After two and a half years at Contact, my time as Audience Development Producer has sadly come to a close.
Here are my 5 favourite projects from my time at Contact, how many were you in the audience for?!
Number 5: CYC & Young Identity: Old Tools > New Masters ≠ New Futures
I’ve always been a big fan of Manchester Art Gallery. When I first moved to Manchester, I spent most of my Saturdays doing Highlights tours, led by MAG volunteers who show visitors around each of their favourite artworks. If you haven’t been before, I highly recommend it; every tour is totally unique and I don’t think I’ve ever met a more enthusiastic group of people.
Needless to say, I was excited about the prospect of a collab between Contact and Manchester Art Gallery, and I loved Old Tools from the moment I saw the first promotional images. Contact Young Company breathed life into pieces of art I’d never noticed before, imagining Manchester Art Gallery’s post-colonial future.
Number 4: Vogue Ball
I think Vogue Ball might be the most talked about Contact show amongst staff. One of the longest running events in our repetoire, it’s kind of become the stuff of legend. I took on a different role to support Vogue Ball, picking up a camera and documenting some of the incredible costumes and gravity-defying death drops on film.
This was the end result:
Number 3: The Forest of Forgotten Discos!
This should probably technically count as two shows, since we’ve performed Forest both in-person and online in my time at Contact. It was just as magical over Zoom as it was in Hope Mill Theatre, where it was first performed back in 2018.
Forest was a dream to work on, and the kind of show that only comes around once in a blue moon. Built with accessibility at its heart, Forest was one of the few Christmas shows I know of that integrates BSL, visual storytelling, audio description and relaxed performances. I was able to work with some amazing schools, and with pupils from all walks of life.

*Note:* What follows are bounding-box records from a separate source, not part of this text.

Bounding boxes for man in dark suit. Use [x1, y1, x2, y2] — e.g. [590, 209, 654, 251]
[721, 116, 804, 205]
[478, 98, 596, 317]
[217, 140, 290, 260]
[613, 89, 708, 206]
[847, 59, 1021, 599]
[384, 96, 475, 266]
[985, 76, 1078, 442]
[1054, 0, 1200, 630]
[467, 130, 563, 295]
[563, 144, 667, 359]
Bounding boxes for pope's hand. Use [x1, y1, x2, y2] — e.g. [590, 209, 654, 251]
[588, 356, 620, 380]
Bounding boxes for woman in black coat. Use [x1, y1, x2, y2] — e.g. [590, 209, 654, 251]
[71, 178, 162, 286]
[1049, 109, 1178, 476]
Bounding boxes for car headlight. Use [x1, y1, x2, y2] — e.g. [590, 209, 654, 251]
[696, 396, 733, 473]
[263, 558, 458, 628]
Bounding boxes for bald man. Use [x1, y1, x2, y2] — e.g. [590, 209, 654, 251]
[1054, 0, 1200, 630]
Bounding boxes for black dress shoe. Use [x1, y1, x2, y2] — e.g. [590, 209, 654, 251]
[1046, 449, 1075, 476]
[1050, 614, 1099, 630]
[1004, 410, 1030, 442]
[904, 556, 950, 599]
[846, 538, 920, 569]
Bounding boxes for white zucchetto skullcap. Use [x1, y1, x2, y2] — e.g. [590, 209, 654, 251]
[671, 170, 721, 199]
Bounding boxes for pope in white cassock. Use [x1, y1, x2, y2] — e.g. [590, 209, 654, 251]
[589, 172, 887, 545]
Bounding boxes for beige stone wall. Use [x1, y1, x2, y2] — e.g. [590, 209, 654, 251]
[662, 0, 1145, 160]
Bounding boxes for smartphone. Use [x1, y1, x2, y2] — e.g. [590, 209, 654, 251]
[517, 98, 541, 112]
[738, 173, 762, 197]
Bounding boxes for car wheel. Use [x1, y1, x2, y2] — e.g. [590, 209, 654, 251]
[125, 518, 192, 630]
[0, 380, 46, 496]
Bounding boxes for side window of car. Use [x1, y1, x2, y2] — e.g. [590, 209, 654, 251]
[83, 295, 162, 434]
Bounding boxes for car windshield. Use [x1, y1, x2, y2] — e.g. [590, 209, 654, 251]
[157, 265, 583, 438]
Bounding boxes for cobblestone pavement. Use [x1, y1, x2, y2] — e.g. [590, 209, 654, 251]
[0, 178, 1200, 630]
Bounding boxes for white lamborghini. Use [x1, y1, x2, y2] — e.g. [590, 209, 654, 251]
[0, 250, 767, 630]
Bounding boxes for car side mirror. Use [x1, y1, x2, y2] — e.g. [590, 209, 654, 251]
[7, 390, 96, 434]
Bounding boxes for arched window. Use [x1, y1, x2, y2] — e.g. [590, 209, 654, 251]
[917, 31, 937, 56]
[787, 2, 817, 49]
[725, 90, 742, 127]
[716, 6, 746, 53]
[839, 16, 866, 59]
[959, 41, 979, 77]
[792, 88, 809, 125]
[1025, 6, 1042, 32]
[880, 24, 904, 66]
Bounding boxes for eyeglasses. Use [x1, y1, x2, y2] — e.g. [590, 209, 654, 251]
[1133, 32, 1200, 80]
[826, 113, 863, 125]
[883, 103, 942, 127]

This show was so good that nobody wanted to leave at the end. One young person was so emotional about having to leave the forest that the cast wrote him a letter from all the characters so that he had something to take home with him.
I’m not crying, you are…
I wish everyone could see Coletiva Ocupação in action. After the many powerful protests we saw throughout 2020, we all have a lot to learn from the young people of Sao Paulo, Brazil, who fought back against public school closures in 2015 and 2016. When It Breaks It Burns is a story of civil unrest and the impact that creative protest can have on oppressive regimes.
This was the first show we performed in our temporary home at Moss Side Millennium Powerhouse. I was proud to welcome so many different groups of people to see the show, from Moss Side locals, to UoM Portuguese students, to groups of young refugees making theatre in Liverpool, even some of my family from Ireland!
Number 1: Barber Shop Chronicles
This was by far the most ambitious outreach project from my time at Contact. We worked with the teams from Fuel and the Royal Exchange to distribute 1,000 free tickets to Manchester audiences from the African diaspora who had never been to the Royal Exchange before.
To do this, we ran mass recruitment drives; setting up a choir in the foyer of Asda Hulme, visiting barber shops and takeaways across South Manchester, running free music and dance workshops for young people, and straight up calling everyone we knew to invite them along. Big shout out here goes to the powerhouse that is Sharon Raymond, who was probably responsible for about half of the tickets we ended up distributing.
I’ve never seen a show bring so many repeat audiences! It seemed like everyone who came wanted to see it again, inviting along family, friends, colleagues, neighbours, distant acquaintances, people they met on the street, anyone they could get hold of.
There are too many great moments from this run to choose one favourite, but I particularly enjoyed seeing groups of young people stepping into the theatre for the first time, and immediately taking the stage to dance with the cast at the start of the show.
So that’s it from me! Although I’m really going to miss all the staff, participants, audiences at Contact, I’m sure I’ll be hanging around for a long time to come. You can’t get rid of me that easily!